2. Don’t Control a Robot Arm. Have a Robot Arm

Though this might seem like one of the most advanced possible applications for a brain-machine interface, it’s turning out to be one of the most intuitive for engineers. That’s because limbs, robotic and natural alike, are controlled far from the brain, meaning that impulses have to be ferried out of the brain and along nerve fibers. Reading an intended motion in the brain is exceedingly difficult, washed out as the signal is by a cacophony of electrical information from the rest of the brain — but in order to leave the brain and get to a muscle, this impulse has to be filtered out the large storm of brain activity and shunted down the appropriate nerve. This offers a much easier way to discern what the brain is trying to do, since it has helpfully removed all other information on its own.

This approach, looking for motor impulses in motor neurons rather than the motor cortex, has allowed a fundamental step forward for bionics. It used to be that to control a replacement arm, users had to start from scratch — their brain had to literally learn to use a new part of the motor cortex, or an old part in a new way, and learn to depend upon the robotic movement that arose from its novel signals. On the other (bionic) hand, by making use of the nerves that were already tailored to controlling the replaced limb, modern bionics can provide the feeling of a real replacement, one that moves when the user naturally tries to move their natural limb. The two experiences reportedly do not compare.

1. Control Your Own (or Someone Else’s) Brain

This one only applies to a sub-section of brain-machine interface technology, but with the announcement of his new venture, Neuralink, Elon Musk has single-handedly made it worthy of discussion. The idea is that a neural electrode need not only pick up and interpret activity in the brain, but that it could actually create that activity, as well. There are already relatively gimmicky products in the works to exploit this ability, but these are blunt instruments. Right now, and for the foreseeable future, the limitations of electrode technology mean that more advanced applications will require the stimulating electrodes to be placed under the skull — but with technology like neural lace on the horizon, that might not be such a high bar, for long.

This could be applied in a wide variety of ways, from preventing seizures by snuffing out their storms of electrical activity to performing electro-convulsive therapy, to potentially enhancing the human intellect through deep brain stimulation — though also maybe not on that last one. This is also the ability that could bring truly sensing bionic limbs to the masses, letting artificial sensors create real sensations in the brain.
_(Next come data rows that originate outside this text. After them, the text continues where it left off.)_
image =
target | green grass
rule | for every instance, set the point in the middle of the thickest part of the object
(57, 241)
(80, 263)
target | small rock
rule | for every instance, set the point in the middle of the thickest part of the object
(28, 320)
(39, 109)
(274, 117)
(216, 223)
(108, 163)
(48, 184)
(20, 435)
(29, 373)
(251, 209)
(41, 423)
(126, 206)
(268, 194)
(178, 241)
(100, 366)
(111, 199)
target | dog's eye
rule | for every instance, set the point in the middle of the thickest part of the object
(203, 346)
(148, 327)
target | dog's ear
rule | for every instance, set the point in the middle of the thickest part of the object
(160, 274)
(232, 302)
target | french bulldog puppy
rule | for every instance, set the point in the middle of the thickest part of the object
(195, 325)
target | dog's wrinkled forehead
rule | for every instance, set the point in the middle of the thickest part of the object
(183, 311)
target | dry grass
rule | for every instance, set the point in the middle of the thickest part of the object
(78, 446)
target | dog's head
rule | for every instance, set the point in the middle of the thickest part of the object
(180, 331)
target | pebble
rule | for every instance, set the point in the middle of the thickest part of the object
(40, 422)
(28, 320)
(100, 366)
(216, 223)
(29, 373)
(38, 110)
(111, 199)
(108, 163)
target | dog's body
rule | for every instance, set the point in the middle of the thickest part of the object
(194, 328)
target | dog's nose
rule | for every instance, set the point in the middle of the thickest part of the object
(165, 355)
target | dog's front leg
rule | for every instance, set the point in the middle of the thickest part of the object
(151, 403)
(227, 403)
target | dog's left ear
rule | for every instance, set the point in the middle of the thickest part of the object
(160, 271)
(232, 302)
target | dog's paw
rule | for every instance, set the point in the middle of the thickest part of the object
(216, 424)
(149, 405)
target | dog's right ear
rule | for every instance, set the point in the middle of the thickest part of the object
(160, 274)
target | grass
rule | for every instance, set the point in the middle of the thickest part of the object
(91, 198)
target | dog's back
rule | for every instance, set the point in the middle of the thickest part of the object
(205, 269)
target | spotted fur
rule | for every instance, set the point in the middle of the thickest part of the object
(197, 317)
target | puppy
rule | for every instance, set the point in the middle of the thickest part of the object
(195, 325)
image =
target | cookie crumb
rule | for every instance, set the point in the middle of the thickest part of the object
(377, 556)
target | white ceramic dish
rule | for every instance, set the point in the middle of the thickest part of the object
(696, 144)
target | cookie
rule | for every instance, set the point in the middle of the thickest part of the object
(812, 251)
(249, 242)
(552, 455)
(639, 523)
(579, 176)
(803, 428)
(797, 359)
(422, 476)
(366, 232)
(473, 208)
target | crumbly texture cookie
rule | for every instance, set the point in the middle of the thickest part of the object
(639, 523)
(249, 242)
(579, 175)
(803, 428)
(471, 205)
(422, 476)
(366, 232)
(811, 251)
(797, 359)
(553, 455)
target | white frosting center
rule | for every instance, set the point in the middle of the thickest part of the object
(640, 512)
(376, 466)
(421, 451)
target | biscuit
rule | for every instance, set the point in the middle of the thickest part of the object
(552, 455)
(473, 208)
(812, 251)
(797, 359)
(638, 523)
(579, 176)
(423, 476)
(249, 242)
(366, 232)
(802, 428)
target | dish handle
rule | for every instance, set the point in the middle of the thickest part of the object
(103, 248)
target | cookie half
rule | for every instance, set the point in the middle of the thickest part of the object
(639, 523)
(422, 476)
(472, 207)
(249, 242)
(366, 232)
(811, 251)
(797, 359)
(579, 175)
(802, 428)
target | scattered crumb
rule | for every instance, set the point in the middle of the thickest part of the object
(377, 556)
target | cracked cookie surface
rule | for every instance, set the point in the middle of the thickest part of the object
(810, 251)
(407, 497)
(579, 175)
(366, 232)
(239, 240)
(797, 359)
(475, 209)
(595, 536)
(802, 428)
There are also major issues with tech like this. There’s the prospect of malfunction or abuse of this technology; a stimulating electrode can cause a seizure much more easily than it can stop one, for example. Scientists don’t yet have the nuanced level of understanding of this area of the brain that they’d need to, say, drive a person around like a car, but the fact that such a thing can even be considered speaks to the incredible potential of the technologies that are right around the corner.